I arrived home the other night a little on the late side, and was so happy to have the awesome time-saving technique of spatchcocking in my repertoire. My wife had bought a chicken and pre-heated the oven so the wheels were in motion. A few quick snips with my kitchen shears to remove the bird’s backbone and a tender little butter massage, and this beauty was ready to roll. Spatchcocking (or butterflying) the bird does two things. It allows it to cook more quickly by splaying it out and opening up its body cavity, and also encourages even cooking by better exposing the dark meat portions of the bird, the legs and thighs, to a more direct heat. In the time it takes you to truss a bird you can spatchcock it, and once split open, is considerably quicker to the table. Whether you’re grilling or roasting a whole chicken, and aren’t bothered with the unconventional appearance of poultry that looks like it was run over by a truck, then you owe it to yourself to try spatchcocking.

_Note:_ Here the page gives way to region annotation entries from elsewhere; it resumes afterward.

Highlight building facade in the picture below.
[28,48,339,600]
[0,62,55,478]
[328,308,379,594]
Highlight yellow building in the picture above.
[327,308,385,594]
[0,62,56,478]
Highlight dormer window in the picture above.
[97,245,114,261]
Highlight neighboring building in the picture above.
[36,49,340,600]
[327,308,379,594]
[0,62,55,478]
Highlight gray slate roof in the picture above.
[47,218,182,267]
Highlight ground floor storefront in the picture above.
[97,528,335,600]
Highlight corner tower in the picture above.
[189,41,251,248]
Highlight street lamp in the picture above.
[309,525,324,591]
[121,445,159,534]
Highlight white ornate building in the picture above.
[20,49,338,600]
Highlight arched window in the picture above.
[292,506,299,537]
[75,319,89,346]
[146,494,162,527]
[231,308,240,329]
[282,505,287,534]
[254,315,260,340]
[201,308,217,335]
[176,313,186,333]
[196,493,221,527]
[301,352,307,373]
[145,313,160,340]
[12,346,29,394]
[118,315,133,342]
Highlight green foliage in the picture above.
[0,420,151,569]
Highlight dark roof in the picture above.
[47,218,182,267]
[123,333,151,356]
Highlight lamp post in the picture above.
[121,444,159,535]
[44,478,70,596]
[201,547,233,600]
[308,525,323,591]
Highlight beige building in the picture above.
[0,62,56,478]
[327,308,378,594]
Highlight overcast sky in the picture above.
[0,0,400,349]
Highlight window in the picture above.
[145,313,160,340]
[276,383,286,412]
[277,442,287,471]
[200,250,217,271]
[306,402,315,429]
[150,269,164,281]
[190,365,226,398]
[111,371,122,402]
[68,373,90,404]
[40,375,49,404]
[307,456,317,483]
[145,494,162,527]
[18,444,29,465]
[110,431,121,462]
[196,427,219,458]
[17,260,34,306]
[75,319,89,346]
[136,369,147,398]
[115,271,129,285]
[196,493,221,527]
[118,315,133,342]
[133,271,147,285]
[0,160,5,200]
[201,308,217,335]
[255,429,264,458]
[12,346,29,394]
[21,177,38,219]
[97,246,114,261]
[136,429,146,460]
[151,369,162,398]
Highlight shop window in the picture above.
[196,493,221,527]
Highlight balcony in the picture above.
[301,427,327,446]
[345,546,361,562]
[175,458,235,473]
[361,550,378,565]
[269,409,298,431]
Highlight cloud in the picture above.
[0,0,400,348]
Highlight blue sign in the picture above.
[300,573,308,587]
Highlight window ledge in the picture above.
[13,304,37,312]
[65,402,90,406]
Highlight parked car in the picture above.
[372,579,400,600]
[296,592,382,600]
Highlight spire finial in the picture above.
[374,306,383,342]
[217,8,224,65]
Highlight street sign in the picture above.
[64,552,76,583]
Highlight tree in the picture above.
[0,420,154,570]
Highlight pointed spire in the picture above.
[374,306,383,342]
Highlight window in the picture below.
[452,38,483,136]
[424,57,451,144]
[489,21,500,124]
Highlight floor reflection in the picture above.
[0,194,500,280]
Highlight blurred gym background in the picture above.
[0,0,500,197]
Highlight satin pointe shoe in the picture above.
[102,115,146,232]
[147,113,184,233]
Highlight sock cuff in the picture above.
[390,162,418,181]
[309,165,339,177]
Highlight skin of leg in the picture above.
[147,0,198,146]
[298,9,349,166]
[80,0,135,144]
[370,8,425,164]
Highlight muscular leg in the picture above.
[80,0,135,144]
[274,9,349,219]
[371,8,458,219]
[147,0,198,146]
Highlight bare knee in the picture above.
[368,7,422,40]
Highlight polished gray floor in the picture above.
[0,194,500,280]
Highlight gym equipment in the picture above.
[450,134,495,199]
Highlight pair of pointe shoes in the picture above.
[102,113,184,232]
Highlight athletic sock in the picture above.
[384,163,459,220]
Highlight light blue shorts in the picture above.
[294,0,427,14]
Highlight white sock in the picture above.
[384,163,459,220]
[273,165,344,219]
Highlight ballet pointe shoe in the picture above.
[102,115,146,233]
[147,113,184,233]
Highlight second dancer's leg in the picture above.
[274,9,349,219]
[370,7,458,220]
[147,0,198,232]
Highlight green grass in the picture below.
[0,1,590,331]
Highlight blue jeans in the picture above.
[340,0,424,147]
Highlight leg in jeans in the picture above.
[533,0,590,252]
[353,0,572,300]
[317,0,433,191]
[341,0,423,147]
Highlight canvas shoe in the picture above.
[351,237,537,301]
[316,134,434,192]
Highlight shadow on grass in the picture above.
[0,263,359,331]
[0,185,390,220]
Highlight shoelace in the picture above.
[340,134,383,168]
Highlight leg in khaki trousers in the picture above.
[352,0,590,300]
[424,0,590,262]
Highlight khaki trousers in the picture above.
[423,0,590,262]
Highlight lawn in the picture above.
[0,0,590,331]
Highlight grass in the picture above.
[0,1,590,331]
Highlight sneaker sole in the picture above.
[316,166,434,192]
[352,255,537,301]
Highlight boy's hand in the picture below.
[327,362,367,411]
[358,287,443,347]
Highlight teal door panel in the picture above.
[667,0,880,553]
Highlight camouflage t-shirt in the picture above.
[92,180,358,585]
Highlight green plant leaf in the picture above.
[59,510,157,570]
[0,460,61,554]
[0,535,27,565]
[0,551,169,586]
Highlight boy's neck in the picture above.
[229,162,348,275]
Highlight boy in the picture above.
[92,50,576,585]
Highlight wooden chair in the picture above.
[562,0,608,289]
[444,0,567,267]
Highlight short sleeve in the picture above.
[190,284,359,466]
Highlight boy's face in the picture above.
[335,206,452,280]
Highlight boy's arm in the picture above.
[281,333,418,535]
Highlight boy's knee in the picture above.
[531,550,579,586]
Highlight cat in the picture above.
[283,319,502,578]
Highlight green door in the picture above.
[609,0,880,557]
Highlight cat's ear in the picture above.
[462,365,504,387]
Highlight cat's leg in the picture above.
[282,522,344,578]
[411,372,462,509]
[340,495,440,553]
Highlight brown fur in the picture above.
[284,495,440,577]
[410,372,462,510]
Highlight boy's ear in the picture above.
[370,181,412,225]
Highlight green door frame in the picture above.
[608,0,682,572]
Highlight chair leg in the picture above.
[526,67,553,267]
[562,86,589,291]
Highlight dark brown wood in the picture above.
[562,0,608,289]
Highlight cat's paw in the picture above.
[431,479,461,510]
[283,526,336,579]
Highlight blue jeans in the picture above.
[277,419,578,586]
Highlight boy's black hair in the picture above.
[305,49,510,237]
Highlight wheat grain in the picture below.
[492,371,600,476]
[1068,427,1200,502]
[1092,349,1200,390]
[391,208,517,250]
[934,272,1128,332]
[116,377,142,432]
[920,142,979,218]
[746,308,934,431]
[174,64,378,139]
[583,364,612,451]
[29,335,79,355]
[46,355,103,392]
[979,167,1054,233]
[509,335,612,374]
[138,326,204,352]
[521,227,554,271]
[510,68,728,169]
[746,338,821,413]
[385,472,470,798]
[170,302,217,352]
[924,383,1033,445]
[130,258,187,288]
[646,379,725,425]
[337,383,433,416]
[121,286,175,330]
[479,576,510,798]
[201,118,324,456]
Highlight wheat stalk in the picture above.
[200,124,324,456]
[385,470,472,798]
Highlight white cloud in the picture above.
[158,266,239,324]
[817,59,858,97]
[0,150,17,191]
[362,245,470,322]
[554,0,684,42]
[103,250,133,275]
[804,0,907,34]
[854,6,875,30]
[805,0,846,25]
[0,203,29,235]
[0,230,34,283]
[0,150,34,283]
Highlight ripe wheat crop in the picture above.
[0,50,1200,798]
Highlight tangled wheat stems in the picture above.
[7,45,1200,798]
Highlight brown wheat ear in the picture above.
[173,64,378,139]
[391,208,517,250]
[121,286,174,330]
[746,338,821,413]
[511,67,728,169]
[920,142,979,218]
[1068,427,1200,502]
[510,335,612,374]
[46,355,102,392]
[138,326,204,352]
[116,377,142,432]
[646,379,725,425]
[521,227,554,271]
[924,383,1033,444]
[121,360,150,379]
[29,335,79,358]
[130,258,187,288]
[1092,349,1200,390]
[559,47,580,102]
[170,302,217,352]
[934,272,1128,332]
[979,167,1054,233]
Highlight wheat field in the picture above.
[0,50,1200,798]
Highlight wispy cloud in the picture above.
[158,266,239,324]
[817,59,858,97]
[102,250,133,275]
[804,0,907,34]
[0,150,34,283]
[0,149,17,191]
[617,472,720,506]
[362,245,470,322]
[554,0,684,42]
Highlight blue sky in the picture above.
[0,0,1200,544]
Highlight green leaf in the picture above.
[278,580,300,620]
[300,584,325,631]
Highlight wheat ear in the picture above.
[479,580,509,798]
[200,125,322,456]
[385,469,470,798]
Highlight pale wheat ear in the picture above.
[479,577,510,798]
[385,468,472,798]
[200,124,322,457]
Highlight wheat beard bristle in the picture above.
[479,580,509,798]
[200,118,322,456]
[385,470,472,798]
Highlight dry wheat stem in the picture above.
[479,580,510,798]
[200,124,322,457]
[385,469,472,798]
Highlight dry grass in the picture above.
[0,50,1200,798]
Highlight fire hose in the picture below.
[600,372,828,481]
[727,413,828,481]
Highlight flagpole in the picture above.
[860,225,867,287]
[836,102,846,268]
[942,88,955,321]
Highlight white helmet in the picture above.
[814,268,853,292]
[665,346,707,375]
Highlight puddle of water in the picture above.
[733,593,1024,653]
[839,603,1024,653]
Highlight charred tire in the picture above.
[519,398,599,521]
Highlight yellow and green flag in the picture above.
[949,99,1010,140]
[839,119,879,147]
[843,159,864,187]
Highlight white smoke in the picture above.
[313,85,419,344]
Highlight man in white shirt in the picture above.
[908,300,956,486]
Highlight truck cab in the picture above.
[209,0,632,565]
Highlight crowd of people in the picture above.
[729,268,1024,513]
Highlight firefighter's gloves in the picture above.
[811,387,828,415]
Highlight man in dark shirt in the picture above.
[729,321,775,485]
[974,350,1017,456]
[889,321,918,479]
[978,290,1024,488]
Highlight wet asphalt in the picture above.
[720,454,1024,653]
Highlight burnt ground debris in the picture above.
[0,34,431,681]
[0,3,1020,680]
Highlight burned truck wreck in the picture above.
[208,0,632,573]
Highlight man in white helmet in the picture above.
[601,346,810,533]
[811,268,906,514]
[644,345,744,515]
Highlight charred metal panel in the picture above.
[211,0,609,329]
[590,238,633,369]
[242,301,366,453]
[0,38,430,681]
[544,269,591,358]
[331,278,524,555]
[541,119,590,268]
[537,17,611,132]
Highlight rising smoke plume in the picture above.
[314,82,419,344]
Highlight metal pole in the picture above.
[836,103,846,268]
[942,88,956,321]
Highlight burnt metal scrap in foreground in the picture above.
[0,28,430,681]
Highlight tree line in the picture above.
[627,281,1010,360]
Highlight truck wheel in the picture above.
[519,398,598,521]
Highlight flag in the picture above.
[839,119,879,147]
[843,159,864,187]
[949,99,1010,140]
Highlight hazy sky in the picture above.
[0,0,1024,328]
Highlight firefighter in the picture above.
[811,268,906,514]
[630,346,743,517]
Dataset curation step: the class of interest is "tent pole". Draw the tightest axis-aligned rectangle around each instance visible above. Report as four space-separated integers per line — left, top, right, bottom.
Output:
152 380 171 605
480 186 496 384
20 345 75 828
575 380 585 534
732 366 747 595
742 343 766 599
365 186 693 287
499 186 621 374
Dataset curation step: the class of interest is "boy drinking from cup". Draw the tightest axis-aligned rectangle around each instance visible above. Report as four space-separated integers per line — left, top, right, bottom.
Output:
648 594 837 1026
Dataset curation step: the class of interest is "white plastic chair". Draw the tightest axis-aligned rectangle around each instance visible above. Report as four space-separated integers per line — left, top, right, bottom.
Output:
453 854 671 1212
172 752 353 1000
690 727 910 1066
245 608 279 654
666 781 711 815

I cooked it until the dark meat registered about 170 ℉ on my Thermapen, then pulled it to rest for about 10 minutes before carving. Oh….and did I mention that carving a butterflied roast is so much easier than one left whole? There, I just did! In addition to slipping a little butter under the skin for moisture and flavor, I also seasoned the bird on both sides generously with salt and pepper and a left-over spice rub I made for lamb kebabs the other day. It turned out perfectly seasoned, perfectly cooked, and perfectly delicious! I rarely cook a chicken these days without butterflying it first, and I bet that if you give it a try you’ll soon be singing the praises of spatchcocking too.
Cheers – Steve
- 1 large, organic chicken - 4 to 5 pounds
- 3 tablespoons butter, softened
- 1-2 tablespoons favorite spice rub
- Kosher salt and black pepper - to taste
- Set oven rack to upper-middle position and preheat oven to 500°F. Using sharp kitchen shears or heavy bladed knife, remove backbone from chicken. Flatten chicken by placing flat skin side up on cutting board and applying firm pressure to breast bone. Gently run fingers under skin on breasts and thighs to create a pocket, then evenly distibute the butter between the skin and meat. Rub butter left on your fingers to thinly coat exterior of chicken on all surfaces. Season generously with kosher salt, ground black pepper and spice rub of choice.
- Set wire rack in rimmed baking sheet lined with aluminum foil. Position chicken so that breasts are aligned with center of baking sheet and legs are close to edge. Roast until thickest part of breast close to bone registers 150 ℉ on an instant-read thermometer and joint between thighs and body registers at least 170°F, about 45 minutes, reducing the heat to 450°F if the chicken starts to darken too quickly.
- Remove chicken from oven, transfer to cutting board, tent loosely with foil, and allow to rest ten minutes before carving.